Someone–either M. Demers or else a soloist from the violin section, it’s not clear to me which since it’s not called out in the liner notes, and I don’t know the original studio version well enough to say for certain yet–has a nice bit in the middle of the second to the last track: “Octobre 1837”. In the bridge in the middle, the performer does some tricky-sounding descending syncopation with his fiddle on top of the rest of the instruments, and gets some well-deserved applause right in the middle of the song after that. Well done there, whoever you were!
M. Boulerice fares the best out of the band in the overall mix, I think. His voice is more powerful than M. Beaudry’s, so he stands out better against the orchestra–and for that matter, so does his hurdy gurdy. (Also: as a former symphonic band student, I have to just giggle my head off at the mental image of the first chair of the hurdy gurdy section.
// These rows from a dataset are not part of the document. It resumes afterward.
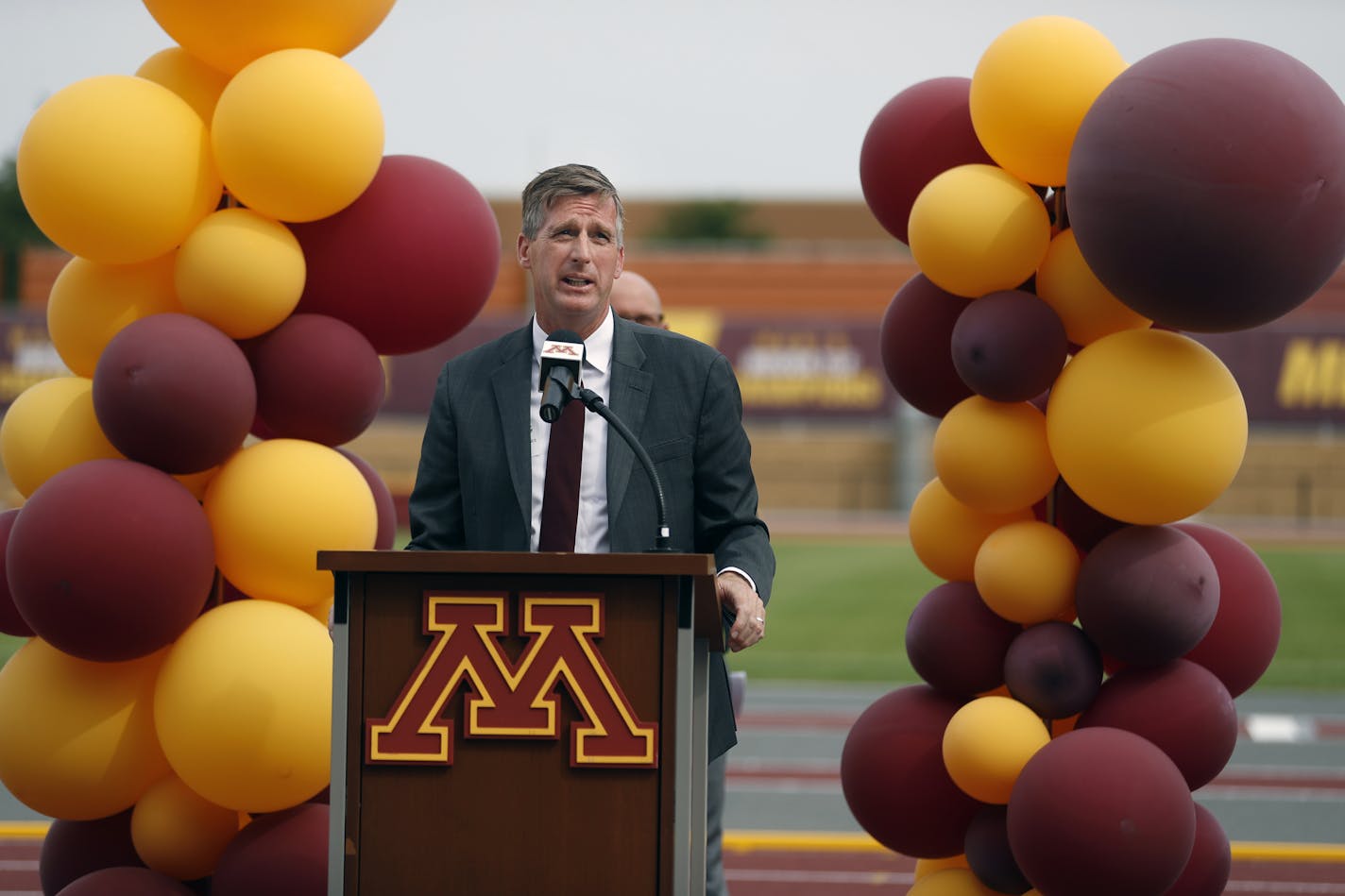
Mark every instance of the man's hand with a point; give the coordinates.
(749, 613)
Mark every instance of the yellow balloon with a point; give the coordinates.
(1146, 425)
(241, 272)
(987, 743)
(1085, 307)
(189, 76)
(92, 301)
(298, 135)
(978, 228)
(926, 867)
(48, 428)
(78, 736)
(117, 168)
(275, 505)
(945, 533)
(179, 833)
(1027, 572)
(229, 35)
(950, 882)
(993, 455)
(243, 706)
(1030, 91)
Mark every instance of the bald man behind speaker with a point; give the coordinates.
(635, 299)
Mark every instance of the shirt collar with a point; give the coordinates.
(597, 347)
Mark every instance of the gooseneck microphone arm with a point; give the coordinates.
(593, 402)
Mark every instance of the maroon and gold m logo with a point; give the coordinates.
(513, 699)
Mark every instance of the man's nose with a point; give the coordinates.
(583, 247)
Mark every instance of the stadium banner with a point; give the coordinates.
(1290, 371)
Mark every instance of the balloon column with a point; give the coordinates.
(1071, 215)
(243, 253)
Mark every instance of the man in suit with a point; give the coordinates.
(481, 479)
(635, 299)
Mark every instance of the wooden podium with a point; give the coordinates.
(519, 722)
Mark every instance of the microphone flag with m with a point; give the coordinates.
(562, 354)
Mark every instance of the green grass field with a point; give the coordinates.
(841, 605)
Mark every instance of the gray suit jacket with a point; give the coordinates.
(679, 398)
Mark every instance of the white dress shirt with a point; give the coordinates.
(590, 535)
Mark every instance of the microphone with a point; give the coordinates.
(562, 354)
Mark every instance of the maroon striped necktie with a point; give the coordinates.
(561, 488)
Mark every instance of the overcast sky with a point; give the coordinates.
(748, 98)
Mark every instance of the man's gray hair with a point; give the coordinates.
(567, 180)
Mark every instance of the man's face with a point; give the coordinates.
(635, 299)
(574, 259)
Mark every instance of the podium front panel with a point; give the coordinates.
(511, 732)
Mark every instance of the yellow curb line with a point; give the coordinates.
(23, 830)
(745, 841)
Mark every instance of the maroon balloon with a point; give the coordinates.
(386, 535)
(1084, 524)
(76, 848)
(894, 778)
(11, 622)
(111, 560)
(916, 136)
(1009, 346)
(957, 643)
(1207, 184)
(1181, 708)
(127, 882)
(409, 262)
(317, 379)
(915, 341)
(1240, 645)
(1211, 860)
(1053, 668)
(989, 854)
(1146, 595)
(1100, 811)
(278, 854)
(175, 393)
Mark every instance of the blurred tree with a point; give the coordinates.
(710, 221)
(16, 230)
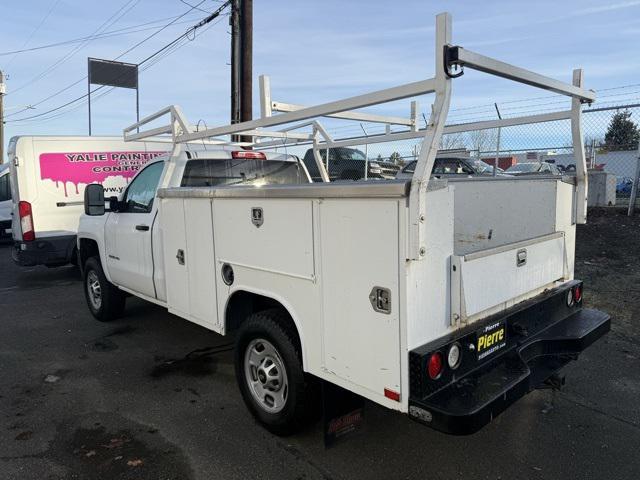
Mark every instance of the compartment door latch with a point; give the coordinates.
(521, 257)
(381, 299)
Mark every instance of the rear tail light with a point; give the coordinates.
(435, 366)
(26, 222)
(570, 301)
(577, 294)
(248, 154)
(574, 296)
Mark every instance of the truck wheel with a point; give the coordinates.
(104, 299)
(269, 371)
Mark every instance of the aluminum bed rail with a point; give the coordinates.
(450, 62)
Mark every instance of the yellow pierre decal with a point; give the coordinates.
(489, 339)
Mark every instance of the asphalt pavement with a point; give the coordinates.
(148, 397)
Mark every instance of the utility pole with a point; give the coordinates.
(241, 62)
(234, 21)
(246, 70)
(3, 89)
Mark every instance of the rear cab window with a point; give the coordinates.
(218, 172)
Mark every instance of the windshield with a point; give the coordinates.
(343, 154)
(482, 167)
(524, 167)
(410, 168)
(210, 173)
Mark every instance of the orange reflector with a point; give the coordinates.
(392, 395)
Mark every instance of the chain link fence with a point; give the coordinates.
(542, 142)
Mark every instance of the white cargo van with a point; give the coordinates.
(5, 202)
(48, 176)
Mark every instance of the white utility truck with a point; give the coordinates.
(454, 312)
(48, 175)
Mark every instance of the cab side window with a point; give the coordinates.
(142, 190)
(5, 188)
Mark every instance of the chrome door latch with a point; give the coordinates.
(380, 299)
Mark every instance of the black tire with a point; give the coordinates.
(111, 300)
(301, 404)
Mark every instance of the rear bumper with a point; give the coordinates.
(50, 251)
(541, 337)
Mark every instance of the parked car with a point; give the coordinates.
(49, 174)
(349, 164)
(449, 167)
(531, 168)
(5, 202)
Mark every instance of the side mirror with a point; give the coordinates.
(114, 204)
(94, 199)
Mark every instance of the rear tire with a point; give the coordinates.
(105, 301)
(269, 372)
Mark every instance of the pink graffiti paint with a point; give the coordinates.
(91, 167)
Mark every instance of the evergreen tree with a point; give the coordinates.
(623, 133)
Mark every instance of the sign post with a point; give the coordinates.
(112, 74)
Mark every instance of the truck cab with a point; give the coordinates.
(126, 240)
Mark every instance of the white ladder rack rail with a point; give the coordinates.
(450, 63)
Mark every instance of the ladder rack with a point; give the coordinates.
(299, 123)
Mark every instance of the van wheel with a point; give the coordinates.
(104, 299)
(268, 363)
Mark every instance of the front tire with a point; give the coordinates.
(269, 372)
(106, 302)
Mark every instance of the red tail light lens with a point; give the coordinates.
(26, 222)
(435, 366)
(248, 154)
(577, 294)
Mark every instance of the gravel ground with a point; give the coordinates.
(81, 399)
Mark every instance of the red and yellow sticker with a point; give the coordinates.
(491, 338)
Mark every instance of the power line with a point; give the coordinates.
(127, 7)
(111, 33)
(53, 95)
(168, 46)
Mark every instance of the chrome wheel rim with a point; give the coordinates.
(266, 376)
(94, 289)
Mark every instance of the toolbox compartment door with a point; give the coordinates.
(491, 280)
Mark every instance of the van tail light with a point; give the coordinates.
(248, 154)
(435, 366)
(577, 294)
(26, 222)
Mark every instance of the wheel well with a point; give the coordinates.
(88, 249)
(242, 304)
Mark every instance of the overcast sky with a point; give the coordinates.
(314, 51)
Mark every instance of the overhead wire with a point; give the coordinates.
(111, 33)
(148, 62)
(172, 22)
(126, 8)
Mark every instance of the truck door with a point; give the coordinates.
(128, 234)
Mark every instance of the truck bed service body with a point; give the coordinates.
(410, 293)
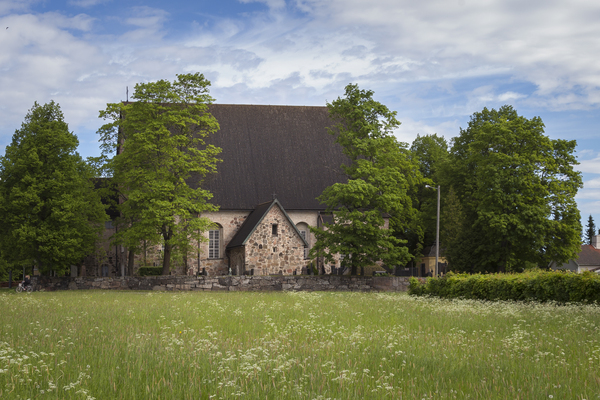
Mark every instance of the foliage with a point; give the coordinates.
(538, 285)
(380, 174)
(51, 215)
(452, 228)
(590, 230)
(157, 147)
(517, 192)
(149, 271)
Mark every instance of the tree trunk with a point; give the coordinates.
(167, 260)
(130, 262)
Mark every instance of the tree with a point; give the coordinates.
(51, 215)
(156, 145)
(516, 188)
(590, 230)
(380, 173)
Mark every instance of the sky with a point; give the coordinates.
(434, 62)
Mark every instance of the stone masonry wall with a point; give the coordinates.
(229, 283)
(274, 253)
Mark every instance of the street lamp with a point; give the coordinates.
(437, 231)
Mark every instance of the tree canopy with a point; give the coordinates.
(156, 144)
(380, 175)
(50, 214)
(516, 188)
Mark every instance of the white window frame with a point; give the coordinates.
(304, 235)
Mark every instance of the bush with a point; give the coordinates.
(150, 271)
(558, 286)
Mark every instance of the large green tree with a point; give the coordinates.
(590, 230)
(156, 145)
(517, 192)
(380, 174)
(50, 214)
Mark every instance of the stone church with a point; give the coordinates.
(276, 161)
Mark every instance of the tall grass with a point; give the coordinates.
(140, 345)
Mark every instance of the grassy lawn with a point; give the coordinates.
(184, 345)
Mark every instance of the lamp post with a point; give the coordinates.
(437, 232)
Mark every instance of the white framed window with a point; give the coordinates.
(303, 229)
(214, 243)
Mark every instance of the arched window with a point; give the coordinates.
(215, 239)
(305, 233)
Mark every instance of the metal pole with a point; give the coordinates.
(437, 237)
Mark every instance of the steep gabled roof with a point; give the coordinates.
(254, 219)
(267, 150)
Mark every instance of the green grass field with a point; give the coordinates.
(184, 345)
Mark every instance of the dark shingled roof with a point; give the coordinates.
(282, 150)
(255, 217)
(589, 256)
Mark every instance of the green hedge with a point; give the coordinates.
(150, 271)
(558, 286)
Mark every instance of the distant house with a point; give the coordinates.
(588, 258)
(428, 260)
(276, 161)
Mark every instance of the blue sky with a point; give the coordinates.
(434, 62)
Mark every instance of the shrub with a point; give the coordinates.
(150, 271)
(557, 286)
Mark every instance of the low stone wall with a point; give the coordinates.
(229, 283)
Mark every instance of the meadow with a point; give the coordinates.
(308, 345)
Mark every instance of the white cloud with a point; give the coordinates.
(592, 184)
(147, 17)
(87, 3)
(591, 166)
(7, 6)
(273, 4)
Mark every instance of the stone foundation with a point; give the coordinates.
(229, 283)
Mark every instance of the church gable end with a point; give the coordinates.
(275, 245)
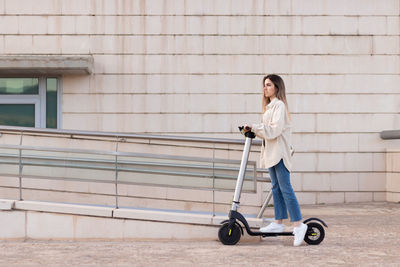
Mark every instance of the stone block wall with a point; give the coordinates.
(189, 67)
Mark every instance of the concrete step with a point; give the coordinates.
(49, 220)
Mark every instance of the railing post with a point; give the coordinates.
(213, 190)
(116, 173)
(20, 165)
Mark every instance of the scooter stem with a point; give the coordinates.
(242, 171)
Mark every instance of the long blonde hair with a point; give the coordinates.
(280, 91)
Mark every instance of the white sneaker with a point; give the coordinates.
(299, 233)
(273, 228)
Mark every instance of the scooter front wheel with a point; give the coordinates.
(315, 233)
(229, 235)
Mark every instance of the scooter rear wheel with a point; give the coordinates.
(315, 233)
(229, 235)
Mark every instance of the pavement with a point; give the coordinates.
(363, 234)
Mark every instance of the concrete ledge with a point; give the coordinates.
(6, 204)
(64, 208)
(53, 65)
(178, 217)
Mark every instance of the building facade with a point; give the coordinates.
(189, 67)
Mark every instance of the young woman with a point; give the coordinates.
(276, 156)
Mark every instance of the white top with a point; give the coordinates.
(275, 129)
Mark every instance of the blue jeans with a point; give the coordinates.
(282, 191)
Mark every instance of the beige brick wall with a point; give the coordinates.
(194, 67)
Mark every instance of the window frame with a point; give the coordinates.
(38, 100)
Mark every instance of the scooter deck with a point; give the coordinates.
(263, 234)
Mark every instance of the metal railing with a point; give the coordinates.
(124, 167)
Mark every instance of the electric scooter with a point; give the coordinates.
(231, 230)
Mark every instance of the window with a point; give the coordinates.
(30, 102)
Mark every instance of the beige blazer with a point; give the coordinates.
(275, 129)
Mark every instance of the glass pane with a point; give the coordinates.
(51, 103)
(24, 86)
(17, 115)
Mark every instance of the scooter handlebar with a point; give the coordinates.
(246, 133)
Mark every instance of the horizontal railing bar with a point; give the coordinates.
(125, 135)
(390, 134)
(263, 179)
(126, 183)
(123, 154)
(159, 164)
(136, 170)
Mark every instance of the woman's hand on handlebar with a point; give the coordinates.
(246, 128)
But really, do you need more than one? XD )
Checking the liner notes on the album, I see that Airat Ichmouratov was apparently doing the conducting of the orchestra, and I see a total of 23 violin players, 8 viola players, 8 cellists, 5 double basses, two flutes (woo! flute section represent! And one of them’s a piccolo player! / ), two oboes, two clarinets, two bassoons, four horns, two trumpets, two trombones, one low trombone, one tuba, one timpani, two people on general percussion, and one harpist. So that’s 67 people, a pretty good-sized orchestra! I am now definitely curious about whether they’ve got some recordings of their own, and I may need to seek them out.
All in all I’m very pleased to have found a copy of this album and I’d definitely recommend it to anyone interested in the band. In several ways I actually like this performance better than the other live album, just because the orchestral angle is of more musical interest to me–though if LVN ever do a rowdier live album, I’ll be much more interested in that!